Quicken Loans Arena also happens to be the place where Donald Trump accepted the presidential nomination at the Republican National Convention. Asked about Trump appearing in the same building he plays his home games in, James said, "It didn't bother me. I knew who I'm going to be behind and, it just happened that way. I have no control over that, so it didn't bother me. It didn't stop me from doing my day job, so. But I know who I am endorsing, who I'm getting behind, and that's all that matters."
Trump held a fundraiser in Detroit last week at a building belonging to Cavs owner Dan Gilbert. However, the Republican Party paid to rent the space, a source with knowledge of the event told ESPN.
James, 31, has been eligible to vote since the 2004 presidential election between George W. Bush and John Kerry. He was asked how this year's election compares to others in his lifetime.

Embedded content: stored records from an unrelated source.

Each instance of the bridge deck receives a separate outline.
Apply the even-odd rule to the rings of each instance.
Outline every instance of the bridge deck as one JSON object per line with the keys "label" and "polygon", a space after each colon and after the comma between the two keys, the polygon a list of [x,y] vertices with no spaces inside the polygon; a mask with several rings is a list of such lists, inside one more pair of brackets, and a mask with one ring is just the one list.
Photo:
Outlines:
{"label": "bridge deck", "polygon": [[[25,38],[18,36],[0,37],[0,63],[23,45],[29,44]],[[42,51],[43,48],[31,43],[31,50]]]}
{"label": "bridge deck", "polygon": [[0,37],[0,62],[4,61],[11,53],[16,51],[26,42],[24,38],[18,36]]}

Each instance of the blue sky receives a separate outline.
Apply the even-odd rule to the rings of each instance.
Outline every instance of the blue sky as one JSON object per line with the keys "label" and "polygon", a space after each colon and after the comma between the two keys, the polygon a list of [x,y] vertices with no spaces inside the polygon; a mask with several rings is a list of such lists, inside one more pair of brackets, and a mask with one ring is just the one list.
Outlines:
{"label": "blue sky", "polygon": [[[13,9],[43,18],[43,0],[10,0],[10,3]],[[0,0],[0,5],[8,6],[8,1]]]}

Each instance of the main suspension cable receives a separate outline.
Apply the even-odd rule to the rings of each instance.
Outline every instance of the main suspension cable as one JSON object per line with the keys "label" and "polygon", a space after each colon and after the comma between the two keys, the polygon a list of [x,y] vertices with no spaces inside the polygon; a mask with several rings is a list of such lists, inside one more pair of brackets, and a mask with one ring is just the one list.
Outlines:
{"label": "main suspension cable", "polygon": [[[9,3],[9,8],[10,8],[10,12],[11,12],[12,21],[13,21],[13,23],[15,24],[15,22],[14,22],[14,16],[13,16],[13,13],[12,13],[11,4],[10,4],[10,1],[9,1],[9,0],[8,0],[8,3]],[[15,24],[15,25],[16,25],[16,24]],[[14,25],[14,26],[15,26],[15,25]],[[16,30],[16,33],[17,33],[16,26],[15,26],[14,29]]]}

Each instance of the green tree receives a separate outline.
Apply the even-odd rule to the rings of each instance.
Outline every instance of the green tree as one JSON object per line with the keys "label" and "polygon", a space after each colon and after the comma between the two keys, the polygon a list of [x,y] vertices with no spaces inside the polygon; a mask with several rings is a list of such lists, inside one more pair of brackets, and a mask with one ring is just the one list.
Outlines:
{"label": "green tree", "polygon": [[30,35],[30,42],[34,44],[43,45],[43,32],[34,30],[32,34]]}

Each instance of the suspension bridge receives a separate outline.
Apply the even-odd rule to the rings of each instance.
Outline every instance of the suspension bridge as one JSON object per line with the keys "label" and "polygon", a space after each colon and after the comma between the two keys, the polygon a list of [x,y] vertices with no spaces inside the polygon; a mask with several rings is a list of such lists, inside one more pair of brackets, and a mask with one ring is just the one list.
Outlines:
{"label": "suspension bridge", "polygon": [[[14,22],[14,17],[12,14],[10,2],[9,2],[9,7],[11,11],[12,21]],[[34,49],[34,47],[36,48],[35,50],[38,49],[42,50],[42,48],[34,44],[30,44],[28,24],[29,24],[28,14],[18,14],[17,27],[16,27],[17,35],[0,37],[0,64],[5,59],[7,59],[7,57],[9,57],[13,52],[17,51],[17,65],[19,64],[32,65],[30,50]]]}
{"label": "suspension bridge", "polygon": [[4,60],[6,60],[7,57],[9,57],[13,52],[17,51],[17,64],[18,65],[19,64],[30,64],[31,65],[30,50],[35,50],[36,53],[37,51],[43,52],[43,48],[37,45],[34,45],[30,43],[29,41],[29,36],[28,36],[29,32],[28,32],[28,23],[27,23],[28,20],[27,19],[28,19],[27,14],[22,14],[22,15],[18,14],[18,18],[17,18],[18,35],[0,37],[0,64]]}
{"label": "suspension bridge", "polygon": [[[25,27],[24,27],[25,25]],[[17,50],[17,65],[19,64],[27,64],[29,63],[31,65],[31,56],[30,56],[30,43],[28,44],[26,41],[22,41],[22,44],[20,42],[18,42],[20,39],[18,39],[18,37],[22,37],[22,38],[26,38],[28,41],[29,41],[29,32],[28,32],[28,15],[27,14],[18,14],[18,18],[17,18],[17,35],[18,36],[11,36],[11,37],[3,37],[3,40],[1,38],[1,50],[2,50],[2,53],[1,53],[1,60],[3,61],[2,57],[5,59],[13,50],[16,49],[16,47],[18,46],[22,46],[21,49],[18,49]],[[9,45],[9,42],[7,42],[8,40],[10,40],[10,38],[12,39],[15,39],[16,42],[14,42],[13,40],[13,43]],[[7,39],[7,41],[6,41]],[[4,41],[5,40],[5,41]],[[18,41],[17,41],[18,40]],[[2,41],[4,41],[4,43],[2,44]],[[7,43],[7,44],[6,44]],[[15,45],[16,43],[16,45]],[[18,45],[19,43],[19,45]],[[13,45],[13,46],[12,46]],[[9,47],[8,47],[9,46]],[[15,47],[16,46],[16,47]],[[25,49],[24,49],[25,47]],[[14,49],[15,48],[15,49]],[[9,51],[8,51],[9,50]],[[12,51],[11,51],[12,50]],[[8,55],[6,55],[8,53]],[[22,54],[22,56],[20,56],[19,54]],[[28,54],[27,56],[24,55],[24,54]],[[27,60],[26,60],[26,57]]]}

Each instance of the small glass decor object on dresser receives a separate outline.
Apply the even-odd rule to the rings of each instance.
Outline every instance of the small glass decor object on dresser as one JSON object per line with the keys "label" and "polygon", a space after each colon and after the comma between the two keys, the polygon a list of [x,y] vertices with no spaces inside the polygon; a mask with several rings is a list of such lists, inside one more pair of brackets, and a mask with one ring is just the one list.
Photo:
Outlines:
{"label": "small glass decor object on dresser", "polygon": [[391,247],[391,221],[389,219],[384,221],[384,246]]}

"I don't know," James said. "I think they are all different in their own right. Obviously in '08, I was big on Barack just for multiple reasons; most of all his vision and also having a change because I feel like he had the mindset to make that happen and you know I got out and spoke about it. And I'm doing the same thing today. It's hard to say in my lifetime because I haven't been always able to vote and I'm not a political guy ... I'm not into politics, but I know what I stand by, so, today I know what it's about."
James later echoed the mission statement of his LeBron James Family Foundation when asked what he hoped to accomplish by endorsing Clinton.
"For me, the main thing is going back into the communities and giving our world a better future," James said. "Our kids are our future and I believe Barack started it and I believe Hillary is going to continue it. So, I'm all about communities. It starts from the ground up and if we can continue to give back to communities and do the things we need to do to help these kids understand that they're our future and know that they got a helping hand, it makes this world a better place."
James released his endorsement less than a week after the first presidential debate between Clinton and Trump, but he said the 90-minute spectacle did not impact his choice.
"I didn't need the debate," James said. "It was just, when I'm ready to speak on something I do it and obviously you can go back behind the letter and see why I endorsed Hillary."
Clinton's husband, former President Bill Clinton, lauded James for his stance.
James said he was not trying to influence voters in the swing state of Ohio through his endorsement. No Democratic candidate has won the presidential election without winning Ohio and its 18 electoral votes since John F. Kennedy in 1960.
"I didn't do it for that," James said. "I did it because it's what me and my family believe in, it's what we want, and hopefully it happens."